翌日、僕はイプシロンと共に聖地を観光していた。
聖地リンドブルム。
山を切り抜いたかのような地形に壮麗な聖教会が建っており、その下に白を基調とした街並みが広がっている。街の中心を通るメインストリートはそのまま聖教会への長い階段へ続いており、その往来は数多の観光客で溢れていた。
僕らはまず高級服飾店で服を身繕い、高級料理店でランチをとった。そして今は腹ごなしにメインストリートの露店をひやかしながら歩いている。ちなみに僕は今日一銭も出していない。
前世の観光地にもよくあった竜が巻き付いた剣のキーホルダーを1つ手に取って眺める。
よく見ると竜ではなく、禍々しい左腕が剣に巻き付けられていた。
この世界特有の感性だろうか?
やっぱり剣に何かを巻き付けるのは、どこの世界もみんな一度は考えることなんだな。
「どこの世界も変わらないな~」
「世界、ですか……?」
「いや、なんでもないよ」
そう言って無理やり話を打ち切ると、イプシロンが真剣な顔で「世界……やはり、あの推測は……」と何かを考え始めてしまった。
ついポロっと言っちゃっただけなんだけど……まぁ確かに『世界』という単語はついつい呟きたくなるものだ。シドもこの前言ってたし、僕もいつか機会があれば積極的に言ってみるつもりだ。
未だブツブツ言っているイプシロンを置いて、僕はキーホルダーを1つ購入した。
◆◇◆◇◆
僕たちは露店巡りを再開していた。
イプシロンほどの美少女から腕を組まれているからか、羨望や嫉妬のこもった視線をそこかしこから頂戴している。

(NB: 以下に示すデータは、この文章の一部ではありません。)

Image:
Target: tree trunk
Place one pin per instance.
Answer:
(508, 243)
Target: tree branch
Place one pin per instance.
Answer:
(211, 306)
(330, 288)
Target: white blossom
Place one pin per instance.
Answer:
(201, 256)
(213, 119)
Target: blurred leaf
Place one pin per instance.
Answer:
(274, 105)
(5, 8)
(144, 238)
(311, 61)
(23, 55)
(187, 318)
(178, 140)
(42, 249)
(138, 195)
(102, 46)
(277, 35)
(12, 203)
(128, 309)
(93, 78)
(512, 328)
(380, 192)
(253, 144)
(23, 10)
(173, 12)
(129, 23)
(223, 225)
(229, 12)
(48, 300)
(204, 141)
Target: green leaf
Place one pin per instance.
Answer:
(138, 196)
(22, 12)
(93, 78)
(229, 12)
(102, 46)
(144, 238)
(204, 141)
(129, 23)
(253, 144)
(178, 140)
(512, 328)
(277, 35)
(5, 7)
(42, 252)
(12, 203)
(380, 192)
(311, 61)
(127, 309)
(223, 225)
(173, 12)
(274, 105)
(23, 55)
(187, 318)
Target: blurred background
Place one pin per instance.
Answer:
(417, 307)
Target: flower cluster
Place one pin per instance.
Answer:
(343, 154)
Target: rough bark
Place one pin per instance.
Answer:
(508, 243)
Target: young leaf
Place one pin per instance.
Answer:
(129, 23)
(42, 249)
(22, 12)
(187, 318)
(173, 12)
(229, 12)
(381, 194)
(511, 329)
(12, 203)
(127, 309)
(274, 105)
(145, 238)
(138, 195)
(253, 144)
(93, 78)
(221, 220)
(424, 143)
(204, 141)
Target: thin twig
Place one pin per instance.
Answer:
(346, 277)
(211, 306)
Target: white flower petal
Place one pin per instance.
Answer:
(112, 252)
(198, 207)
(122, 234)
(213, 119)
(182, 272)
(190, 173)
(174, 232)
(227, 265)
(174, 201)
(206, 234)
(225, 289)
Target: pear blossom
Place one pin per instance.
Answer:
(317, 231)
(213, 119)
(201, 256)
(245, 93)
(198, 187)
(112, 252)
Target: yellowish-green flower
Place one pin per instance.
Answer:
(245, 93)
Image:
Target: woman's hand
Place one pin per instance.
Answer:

ハハッ、凄いだろ、イプシロンの魔力操作。まるで本物みたいな質感なんだぜ?
「それにしても人通り多いね~、さすが聖地」
「『女神の試練』の影響で、この時期の観光客は毎年、通常の倍以上の人数になるそうです」
「へ~、凄いね」
『女神の試練』とは、聖教が主催する大きなイベントだ。
年に一度、聖域の扉が開く日に開催され、聖域に存在する古代の戦士の記憶を呼び出して戦う……とかなんとか。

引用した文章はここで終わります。